Custom Operations

In this document we will outline the basics of custom operations including the operation editor and operation feedback utilities.

The Basics

Operations are used in pipelines and have named, typed inputs and outputs. When creating a pipeline, if you don’t currently find an operation for the given task, you can easily create your own by selecting the New Operation... operation from the add operation dialog. This will create a new operation definition and open it in the operation editor. The operation editor has two main parts, the interface editor and the implementation editor.

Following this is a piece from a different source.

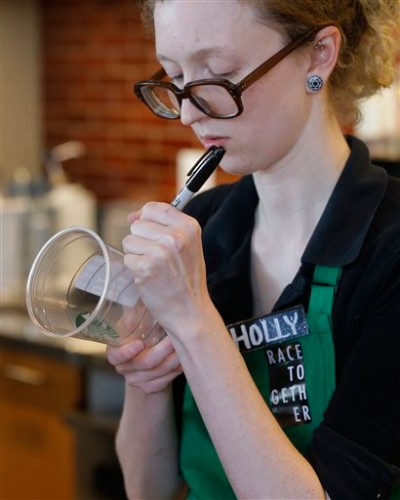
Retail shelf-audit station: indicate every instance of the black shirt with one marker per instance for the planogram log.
(356, 449)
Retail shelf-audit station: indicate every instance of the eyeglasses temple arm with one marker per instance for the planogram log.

Editing the “train” operation provided in the “First Steps” section

The interface editor is provided on the left and presents the interface as a diagram showing the input data and output data as objects flowing into or out of the given operation. Selecting the operation node in the operation interface editor will expand the node and allow the user to add or edit attributes for the given operation. These attributes are exposed when using this operation in a pipeline and can be set at design time - that is, these are set when creating the given pipeline. The interface diagram may also contain light blue nodes flowing into the operation. These nodes represent “references” that the operation accepts as input before running. When using the operation, references will appear alongside the attributes but will allow the user to select from a list of all possible targets when clicked.

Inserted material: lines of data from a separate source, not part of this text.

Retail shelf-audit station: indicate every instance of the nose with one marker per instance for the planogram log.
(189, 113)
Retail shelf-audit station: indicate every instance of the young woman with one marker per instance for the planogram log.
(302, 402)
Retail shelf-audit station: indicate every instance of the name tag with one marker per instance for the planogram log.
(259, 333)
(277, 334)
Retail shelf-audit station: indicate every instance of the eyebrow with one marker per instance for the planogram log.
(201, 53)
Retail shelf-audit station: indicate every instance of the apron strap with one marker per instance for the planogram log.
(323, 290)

The train operation accepts training data, an architecture and criterion and returns a trained model

On the right of the operation editor is the implementation editor. The implementation editor is a code editor specially tailored for programming the implementations of operations in DeepForge. This includes some autocomplete support for common globals in this context like the deepforge and torch globals. It also is synchronized with the interface editor and will provide input to the interface editor about unused variables, etc. These errors will present themselves as error or warning highlights on the data in the interface editor. A section of the implementation is shown below:

trainer = nn.StochasticGradient(net, criterion)
trainer.learningRate = attributes.learningRate
trainer.maxIteration = attributes.maxIterations

print('training for ' .. tostring(attributes.maxIterations) .. ' iterations (max)')
print('learning rate is ' .. tostring(attributes.learningRate))

-- Adding the error graph
graph = deepforge.Graph('Training Error') -- creating graph feedback
errLine = graph:line('error')
trainer.hookIteration = function(t, iter, currentErr)
   errLine:add(iter, currentErr) -- reporting the current error (will update in real time in DeepForge)


return {
   net = net

The “train” operation uses the StochasticGradient functionality from the nn package to perform stochastic gradient descent. This operation sets all the parameters using values provided to the operation as either attributes or references. In the implementation, attributes are provided by the attributes variable and provides access to the user defined attributes from within the implementation. References are treated similarly to operation inputs and are defined in variables of the same name. This can be seen with the net and criterion variables in the first line. Finally, operations return a table of their named outputs; in this example, it returns a single output named net, that is, the trained neural network.

After defining the interface and implementation, we can now use the “train” operation in our pipelines! An example is shown below.


Using the custom “train” operation in a pipeline

Operation feedback

Operations in DeepForge can generate metadata about its execution. This metadata is generated during the execution and provided back to the user in real-time. An example of this includes providing real-time plotting feedback of the loss function of a model while training. When implementing an operation in DeepForge, this metadata can be created using the deepforge global.


An example graph of the loss function while training a neural network

Detailed information about the available operation metadata types can be found in the reference.